An inside look at the life of a high school student-athlete

Alex Smith and Kevin Petersen

The life of a high school can be hard, and keeping up with grades, a social life, and family obligations is a lot to balance sometimes. For students who choose to participate in extracurricular activities, their schedules are even more jam packed. Athletics is one of the most popular extracurriculars, with about 77% of the student body participating in a sport. We sat down with five of these students-athletes to get a glimpse of their everyday life. 

What does your morning routine consist of? Do you have to be up early? 

Junior Sam Hauk, Football: My morning routine starts the night before when I pack my clothes and backpack. Then I set my alarm for 5:15 a.m. and get to sleep. I wake up, brush my teeth, let the dogs out and head to school for a 6 a.m. lift. 

After school, how do you manage your time? How does your sport affect your schedule? 

Sophomore Rose Clarke, Cross Country: Cross country starts at 4:00 p.m. usually and ends at 5:30 p.m., so that still gives me plenty of time to do homework. On the days I have dance and cross country on the same day is very different because it affects my schedule much more. I go straight from dance that ends at 4 p.m. to cross country that starts at the same time, then after that I have dance from 7 p.m. to 9 p.m. It’s harder to manage my time with homework and studying on the days I have both dance and cross country.

How late do you get to bed every night?

Junior Rose Porter, Volleyball: Around 10:30 p.m. I try to get my homework and studying done before going to bed.

How well do you balance your time?

Hauk: Time balance is very important to me so to help with this I always try to keep a mental schedule going.

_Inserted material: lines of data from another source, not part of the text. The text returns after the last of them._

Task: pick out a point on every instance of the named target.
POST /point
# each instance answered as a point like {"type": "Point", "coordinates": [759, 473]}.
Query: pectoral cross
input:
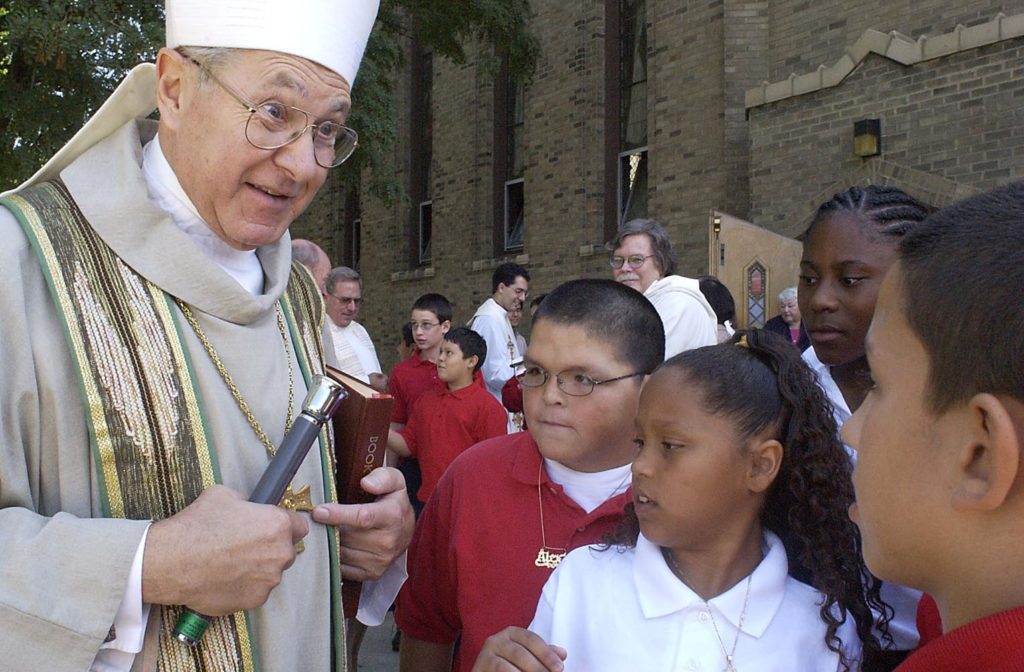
{"type": "Point", "coordinates": [297, 501]}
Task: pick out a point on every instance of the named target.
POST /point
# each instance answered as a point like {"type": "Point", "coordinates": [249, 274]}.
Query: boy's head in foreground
{"type": "Point", "coordinates": [462, 354]}
{"type": "Point", "coordinates": [601, 338]}
{"type": "Point", "coordinates": [939, 478]}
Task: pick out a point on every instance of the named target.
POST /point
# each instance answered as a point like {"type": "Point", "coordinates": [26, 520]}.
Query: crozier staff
{"type": "Point", "coordinates": [159, 346]}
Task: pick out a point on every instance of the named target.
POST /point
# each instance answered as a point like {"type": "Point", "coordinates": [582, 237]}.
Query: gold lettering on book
{"type": "Point", "coordinates": [549, 557]}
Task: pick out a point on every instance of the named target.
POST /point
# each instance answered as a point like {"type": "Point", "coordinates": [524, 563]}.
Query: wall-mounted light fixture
{"type": "Point", "coordinates": [867, 137]}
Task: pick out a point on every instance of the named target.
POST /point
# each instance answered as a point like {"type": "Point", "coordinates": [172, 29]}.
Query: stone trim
{"type": "Point", "coordinates": [491, 264]}
{"type": "Point", "coordinates": [891, 45]}
{"type": "Point", "coordinates": [415, 274]}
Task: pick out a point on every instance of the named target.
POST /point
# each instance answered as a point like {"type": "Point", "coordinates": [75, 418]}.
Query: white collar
{"type": "Point", "coordinates": [493, 307]}
{"type": "Point", "coordinates": [165, 191]}
{"type": "Point", "coordinates": [662, 593]}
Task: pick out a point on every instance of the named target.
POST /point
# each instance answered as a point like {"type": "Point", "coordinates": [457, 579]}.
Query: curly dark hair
{"type": "Point", "coordinates": [759, 381]}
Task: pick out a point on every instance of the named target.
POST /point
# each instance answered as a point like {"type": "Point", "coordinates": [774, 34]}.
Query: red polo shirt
{"type": "Point", "coordinates": [410, 379]}
{"type": "Point", "coordinates": [471, 563]}
{"type": "Point", "coordinates": [443, 424]}
{"type": "Point", "coordinates": [994, 643]}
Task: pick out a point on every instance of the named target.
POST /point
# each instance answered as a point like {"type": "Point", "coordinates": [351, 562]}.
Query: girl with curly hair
{"type": "Point", "coordinates": [737, 551]}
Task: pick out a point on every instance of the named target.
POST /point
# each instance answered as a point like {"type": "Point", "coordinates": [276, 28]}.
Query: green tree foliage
{"type": "Point", "coordinates": [60, 58]}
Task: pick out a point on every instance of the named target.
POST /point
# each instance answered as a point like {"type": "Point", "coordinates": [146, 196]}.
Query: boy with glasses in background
{"type": "Point", "coordinates": [449, 420]}
{"type": "Point", "coordinates": [508, 509]}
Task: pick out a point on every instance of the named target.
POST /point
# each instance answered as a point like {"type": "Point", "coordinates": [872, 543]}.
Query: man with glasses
{"type": "Point", "coordinates": [158, 345]}
{"type": "Point", "coordinates": [642, 257]}
{"type": "Point", "coordinates": [509, 286]}
{"type": "Point", "coordinates": [352, 345]}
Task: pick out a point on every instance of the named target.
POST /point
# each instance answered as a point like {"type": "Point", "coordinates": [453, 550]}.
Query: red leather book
{"type": "Point", "coordinates": [360, 427]}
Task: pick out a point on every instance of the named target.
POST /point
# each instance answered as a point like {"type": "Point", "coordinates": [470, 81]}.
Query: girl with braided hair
{"type": "Point", "coordinates": [848, 248]}
{"type": "Point", "coordinates": [739, 477]}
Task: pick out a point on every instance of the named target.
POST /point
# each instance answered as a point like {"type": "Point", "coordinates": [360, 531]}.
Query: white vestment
{"type": "Point", "coordinates": [689, 321]}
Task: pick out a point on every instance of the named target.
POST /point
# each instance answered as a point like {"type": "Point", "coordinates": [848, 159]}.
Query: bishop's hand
{"type": "Point", "coordinates": [220, 554]}
{"type": "Point", "coordinates": [373, 535]}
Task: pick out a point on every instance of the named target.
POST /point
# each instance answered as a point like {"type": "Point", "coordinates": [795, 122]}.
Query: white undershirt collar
{"type": "Point", "coordinates": [589, 490]}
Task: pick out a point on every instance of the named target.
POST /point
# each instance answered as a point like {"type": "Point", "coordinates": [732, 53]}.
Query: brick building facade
{"type": "Point", "coordinates": [741, 106]}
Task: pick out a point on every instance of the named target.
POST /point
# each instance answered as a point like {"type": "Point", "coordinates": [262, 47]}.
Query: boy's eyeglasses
{"type": "Point", "coordinates": [345, 300]}
{"type": "Point", "coordinates": [633, 261]}
{"type": "Point", "coordinates": [572, 382]}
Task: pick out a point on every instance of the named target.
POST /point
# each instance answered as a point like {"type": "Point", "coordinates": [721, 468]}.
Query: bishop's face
{"type": "Point", "coordinates": [246, 195]}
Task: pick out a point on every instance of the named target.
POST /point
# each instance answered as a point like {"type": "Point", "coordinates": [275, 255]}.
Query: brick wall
{"type": "Point", "coordinates": [949, 125]}
{"type": "Point", "coordinates": [957, 119]}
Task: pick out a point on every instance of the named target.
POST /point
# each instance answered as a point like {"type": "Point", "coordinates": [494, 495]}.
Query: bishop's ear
{"type": "Point", "coordinates": [989, 455]}
{"type": "Point", "coordinates": [171, 68]}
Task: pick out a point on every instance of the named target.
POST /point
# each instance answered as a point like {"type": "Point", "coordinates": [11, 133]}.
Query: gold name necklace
{"type": "Point", "coordinates": [549, 556]}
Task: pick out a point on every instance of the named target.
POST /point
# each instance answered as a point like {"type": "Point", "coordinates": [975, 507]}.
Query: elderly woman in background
{"type": "Point", "coordinates": [642, 257]}
{"type": "Point", "coordinates": [787, 323]}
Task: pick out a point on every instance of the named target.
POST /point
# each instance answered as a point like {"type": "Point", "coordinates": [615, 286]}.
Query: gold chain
{"type": "Point", "coordinates": [208, 346]}
{"type": "Point", "coordinates": [742, 613]}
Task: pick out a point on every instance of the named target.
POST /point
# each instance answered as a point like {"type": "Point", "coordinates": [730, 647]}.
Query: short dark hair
{"type": "Point", "coordinates": [611, 312]}
{"type": "Point", "coordinates": [660, 244]}
{"type": "Point", "coordinates": [435, 303]}
{"type": "Point", "coordinates": [962, 271]}
{"type": "Point", "coordinates": [720, 298]}
{"type": "Point", "coordinates": [341, 275]}
{"type": "Point", "coordinates": [469, 342]}
{"type": "Point", "coordinates": [890, 211]}
{"type": "Point", "coordinates": [506, 275]}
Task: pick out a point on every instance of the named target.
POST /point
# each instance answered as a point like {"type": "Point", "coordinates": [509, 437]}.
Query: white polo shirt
{"type": "Point", "coordinates": [625, 610]}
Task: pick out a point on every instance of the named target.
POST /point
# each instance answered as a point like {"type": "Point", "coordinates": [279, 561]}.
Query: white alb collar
{"type": "Point", "coordinates": [165, 191]}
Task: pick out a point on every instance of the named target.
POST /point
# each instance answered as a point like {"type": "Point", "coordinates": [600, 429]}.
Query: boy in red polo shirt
{"type": "Point", "coordinates": [446, 422]}
{"type": "Point", "coordinates": [508, 509]}
{"type": "Point", "coordinates": [940, 436]}
{"type": "Point", "coordinates": [430, 319]}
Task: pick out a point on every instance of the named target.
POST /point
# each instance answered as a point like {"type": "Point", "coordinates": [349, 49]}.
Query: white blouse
{"type": "Point", "coordinates": [625, 610]}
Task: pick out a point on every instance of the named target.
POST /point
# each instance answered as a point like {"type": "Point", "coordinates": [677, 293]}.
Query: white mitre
{"type": "Point", "coordinates": [333, 33]}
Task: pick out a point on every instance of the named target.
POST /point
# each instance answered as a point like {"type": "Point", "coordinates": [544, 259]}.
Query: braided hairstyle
{"type": "Point", "coordinates": [760, 382]}
{"type": "Point", "coordinates": [892, 211]}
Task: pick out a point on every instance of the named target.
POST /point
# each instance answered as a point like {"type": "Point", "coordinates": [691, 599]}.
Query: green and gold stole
{"type": "Point", "coordinates": [148, 435]}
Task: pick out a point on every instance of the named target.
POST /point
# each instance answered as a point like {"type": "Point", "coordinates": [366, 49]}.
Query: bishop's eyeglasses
{"type": "Point", "coordinates": [272, 125]}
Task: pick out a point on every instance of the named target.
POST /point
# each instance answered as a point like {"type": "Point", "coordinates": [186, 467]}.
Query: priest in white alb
{"type": "Point", "coordinates": [158, 343]}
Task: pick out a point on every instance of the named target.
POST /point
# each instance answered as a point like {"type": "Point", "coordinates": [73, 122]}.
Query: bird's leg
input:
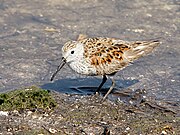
{"type": "Point", "coordinates": [102, 83]}
{"type": "Point", "coordinates": [110, 89]}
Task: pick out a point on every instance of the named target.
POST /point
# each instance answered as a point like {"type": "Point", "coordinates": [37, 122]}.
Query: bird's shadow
{"type": "Point", "coordinates": [85, 86]}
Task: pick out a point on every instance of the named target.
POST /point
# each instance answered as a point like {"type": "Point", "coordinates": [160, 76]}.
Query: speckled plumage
{"type": "Point", "coordinates": [103, 56]}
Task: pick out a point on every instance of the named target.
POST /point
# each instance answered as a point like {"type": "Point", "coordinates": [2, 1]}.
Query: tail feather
{"type": "Point", "coordinates": [139, 49]}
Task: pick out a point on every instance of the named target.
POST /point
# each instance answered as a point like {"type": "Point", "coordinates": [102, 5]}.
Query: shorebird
{"type": "Point", "coordinates": [102, 56]}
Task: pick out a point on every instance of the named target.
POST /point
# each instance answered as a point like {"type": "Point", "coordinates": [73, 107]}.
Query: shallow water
{"type": "Point", "coordinates": [30, 50]}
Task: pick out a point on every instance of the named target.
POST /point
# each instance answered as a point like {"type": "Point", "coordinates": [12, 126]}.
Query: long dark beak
{"type": "Point", "coordinates": [63, 62]}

This allows me to plan ahead and prepare myself for either a night of light work or one where I’ll be up studying all night.

Are you still able to make time go out and socialize during the week?

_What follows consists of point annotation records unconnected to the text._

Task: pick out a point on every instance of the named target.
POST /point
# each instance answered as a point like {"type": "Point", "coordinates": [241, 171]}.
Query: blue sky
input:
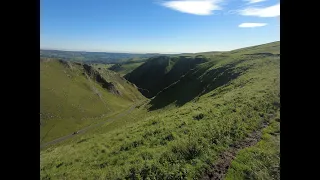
{"type": "Point", "coordinates": [158, 26]}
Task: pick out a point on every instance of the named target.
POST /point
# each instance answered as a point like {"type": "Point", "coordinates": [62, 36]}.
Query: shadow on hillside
{"type": "Point", "coordinates": [195, 85]}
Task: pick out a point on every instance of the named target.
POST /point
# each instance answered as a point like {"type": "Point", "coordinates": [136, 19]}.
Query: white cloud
{"type": "Point", "coordinates": [271, 11]}
{"type": "Point", "coordinates": [251, 25]}
{"type": "Point", "coordinates": [254, 1]}
{"type": "Point", "coordinates": [197, 7]}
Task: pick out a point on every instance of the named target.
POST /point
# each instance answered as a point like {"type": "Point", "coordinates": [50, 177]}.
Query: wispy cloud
{"type": "Point", "coordinates": [251, 25]}
{"type": "Point", "coordinates": [271, 11]}
{"type": "Point", "coordinates": [254, 1]}
{"type": "Point", "coordinates": [197, 7]}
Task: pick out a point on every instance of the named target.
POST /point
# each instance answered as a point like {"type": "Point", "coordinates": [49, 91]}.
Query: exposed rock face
{"type": "Point", "coordinates": [98, 78]}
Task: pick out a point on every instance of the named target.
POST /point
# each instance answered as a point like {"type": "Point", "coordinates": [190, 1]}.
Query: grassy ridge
{"type": "Point", "coordinates": [125, 68]}
{"type": "Point", "coordinates": [69, 100]}
{"type": "Point", "coordinates": [159, 72]}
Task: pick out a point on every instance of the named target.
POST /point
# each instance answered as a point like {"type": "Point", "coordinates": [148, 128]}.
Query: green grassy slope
{"type": "Point", "coordinates": [125, 68]}
{"type": "Point", "coordinates": [70, 100]}
{"type": "Point", "coordinates": [261, 161]}
{"type": "Point", "coordinates": [185, 141]}
{"type": "Point", "coordinates": [217, 72]}
{"type": "Point", "coordinates": [159, 72]}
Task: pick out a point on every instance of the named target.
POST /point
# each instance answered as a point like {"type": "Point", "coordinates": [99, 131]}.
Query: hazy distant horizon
{"type": "Point", "coordinates": [153, 26]}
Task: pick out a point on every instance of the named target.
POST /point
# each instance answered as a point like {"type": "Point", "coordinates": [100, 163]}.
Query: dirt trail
{"type": "Point", "coordinates": [220, 168]}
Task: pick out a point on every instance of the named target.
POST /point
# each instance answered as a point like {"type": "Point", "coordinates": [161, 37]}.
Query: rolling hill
{"type": "Point", "coordinates": [159, 72]}
{"type": "Point", "coordinates": [93, 57]}
{"type": "Point", "coordinates": [74, 95]}
{"type": "Point", "coordinates": [211, 116]}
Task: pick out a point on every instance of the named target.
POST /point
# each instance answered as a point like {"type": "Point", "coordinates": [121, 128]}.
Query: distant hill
{"type": "Point", "coordinates": [159, 72]}
{"type": "Point", "coordinates": [213, 116]}
{"type": "Point", "coordinates": [93, 57]}
{"type": "Point", "coordinates": [73, 95]}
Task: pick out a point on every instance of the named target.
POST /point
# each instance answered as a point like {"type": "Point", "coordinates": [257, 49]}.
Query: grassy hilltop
{"type": "Point", "coordinates": [211, 116]}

Junior Lola Frankowski, Softball: I still have time to go out to dinner with my family on some weeknights, but most of the time during the week, I try to stay in so I can get as much sleep as I can.

Do you often have to plan your life around your sport?

Hauk: Yes, my life and even my families’ schedules revolve around practices and games.

Do you see an impact on your grades when in season?

Hauk: It’s hard to tell if grades get affected since the season lasts so long, but overall I’d say it’s easier to get better grades when I have more time to study and relax. At the moment, I’m either doing football or school at any given moment.

Are you a year-round athlete or just when in season?

Hauk: I only play football through Pius, which in itself is year-long, but other than that I play on a rec league baseball team.

Do you ever feel that there is too much pressure being a student athlete? 

Frankowski: There can be lots of pressure being a student-athlete. We are all expected to leave classes early for games or we go to practice for 2-3 hours every day after school and then go home to hours of homework. When being a student-athlete, you have to figure out your time management skills, which also helps prepare you for later in life.

What changes do you see when you are not in season?

Hauk: One major change I see out of season is I tend to nap a lot more and be more lazy with my time since there is so much of it. However, it always feels as if there is no time between seasons and that any free time we get flies by.

What is the biggest impact your sport has on you?

Clarke: The biggest impact my sport has had on me is gaining more stamina and being able to push myself. 

Do you enjoy your sport or do you do it because your friends do? 

Freshman Cassidy Payne, Competition Cheerleading: I love my sport. I would do it if none of my friends were on my team, but it helps to have friends on the team.

Is your sport a good mental break?

Payne: No, it is more of a mental challenge. I feel as if I have to get my mind right before entering practice or a game.